Por Alex Solnik, para o Jornalistas pela Democracia - A primeira etapa da tomada de poder foi cumprida: o tirano ganhou as eleições. Não importa mais discutir como e por que. Ganhou. Oito meses depois, ele luta para ganhar a segunda etapa: o poder absoluto.

Ele trabalha para demolir a democracia todas as horas e todos os dias, debochando, atacando ou interferindo em instituições a torto e a direito para submetê-las à sua cartilha e aos seus desejos de cada vez mais poder.

Tal como as tropas nazistas que invadiram a Europa, ele utiliza a tática da blitzkrieg, atacando por terra, mar e ar, de surpresa, com aviões, navios, carros de combate, infantaria, sem dar ao adversário qualquer oportunidade de defesa e usando os meios mais vis e cruéis, sem o menor escrúpulo.

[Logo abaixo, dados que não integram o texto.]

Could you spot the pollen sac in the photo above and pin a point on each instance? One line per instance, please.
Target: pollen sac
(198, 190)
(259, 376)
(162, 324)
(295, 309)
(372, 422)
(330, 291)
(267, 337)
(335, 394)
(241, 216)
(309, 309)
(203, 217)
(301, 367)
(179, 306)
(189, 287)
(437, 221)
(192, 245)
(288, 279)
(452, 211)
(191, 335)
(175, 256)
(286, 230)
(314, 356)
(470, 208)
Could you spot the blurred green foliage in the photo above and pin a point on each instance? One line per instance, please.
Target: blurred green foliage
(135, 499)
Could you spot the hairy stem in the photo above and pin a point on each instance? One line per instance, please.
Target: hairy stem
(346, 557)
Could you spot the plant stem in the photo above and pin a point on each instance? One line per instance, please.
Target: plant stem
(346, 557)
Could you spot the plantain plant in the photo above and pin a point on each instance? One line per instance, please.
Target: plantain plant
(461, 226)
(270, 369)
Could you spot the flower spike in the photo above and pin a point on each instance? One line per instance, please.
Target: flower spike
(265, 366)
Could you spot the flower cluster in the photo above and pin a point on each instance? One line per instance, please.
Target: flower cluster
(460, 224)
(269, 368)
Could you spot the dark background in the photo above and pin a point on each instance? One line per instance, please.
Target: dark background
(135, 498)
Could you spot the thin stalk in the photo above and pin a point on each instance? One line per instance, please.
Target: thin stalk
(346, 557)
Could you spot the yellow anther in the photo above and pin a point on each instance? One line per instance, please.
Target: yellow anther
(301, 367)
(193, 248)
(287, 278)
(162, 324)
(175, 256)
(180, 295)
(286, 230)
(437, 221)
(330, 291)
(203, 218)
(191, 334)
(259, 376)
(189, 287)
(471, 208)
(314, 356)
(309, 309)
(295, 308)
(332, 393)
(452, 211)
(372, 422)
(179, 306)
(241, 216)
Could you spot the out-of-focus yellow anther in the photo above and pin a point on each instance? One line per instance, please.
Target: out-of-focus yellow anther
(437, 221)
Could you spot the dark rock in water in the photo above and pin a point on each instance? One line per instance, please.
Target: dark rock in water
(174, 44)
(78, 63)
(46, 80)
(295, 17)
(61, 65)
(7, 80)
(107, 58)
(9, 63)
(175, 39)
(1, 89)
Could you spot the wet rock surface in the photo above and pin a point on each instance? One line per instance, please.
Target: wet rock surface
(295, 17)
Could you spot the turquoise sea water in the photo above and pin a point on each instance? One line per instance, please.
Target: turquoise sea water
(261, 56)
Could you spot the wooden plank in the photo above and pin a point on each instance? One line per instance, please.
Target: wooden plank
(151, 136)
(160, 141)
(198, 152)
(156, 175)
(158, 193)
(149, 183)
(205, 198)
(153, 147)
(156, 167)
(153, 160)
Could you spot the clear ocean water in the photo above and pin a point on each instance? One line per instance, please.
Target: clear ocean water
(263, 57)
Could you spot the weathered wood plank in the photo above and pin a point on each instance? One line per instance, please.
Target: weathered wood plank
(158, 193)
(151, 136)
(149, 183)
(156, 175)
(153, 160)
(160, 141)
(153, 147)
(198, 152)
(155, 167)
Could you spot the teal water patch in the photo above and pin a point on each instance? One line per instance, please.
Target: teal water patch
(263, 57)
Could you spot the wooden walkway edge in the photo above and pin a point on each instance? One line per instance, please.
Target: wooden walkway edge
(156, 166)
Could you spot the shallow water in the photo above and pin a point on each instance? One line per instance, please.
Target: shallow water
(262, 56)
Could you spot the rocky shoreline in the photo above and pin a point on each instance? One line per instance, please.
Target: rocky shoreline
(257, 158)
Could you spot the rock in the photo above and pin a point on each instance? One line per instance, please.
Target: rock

Os adversários – além das instituições democráticas - são aqueles que, na sua paranoia, colocam em risco seu plano de poder, sejam da esquerda, centro-direita ou direita.

A melhor coisa que pode acontecer a um tirano é a oposição se dividir. Quanto mais divididos forem seus adversários, quanto mais brigarem entre si em vez de brigarem contra ele, mais ele terá espaço para avançar em sua demente perseguição ao poder absoluto.

Os principais obstáculos ao avanço do tirano são a imprensa, o Congresso Nacional e o STF, não por coincidência as instituições que ele mais ataca.

A melhor forma de conter o avanço do tirano é defender as três instituições que o contêm.

Se alguma delas for cooptada por ele, ou solapar, as outras duas também vão desmoronar e ele finalmente conseguirá tomar o poder absoluto.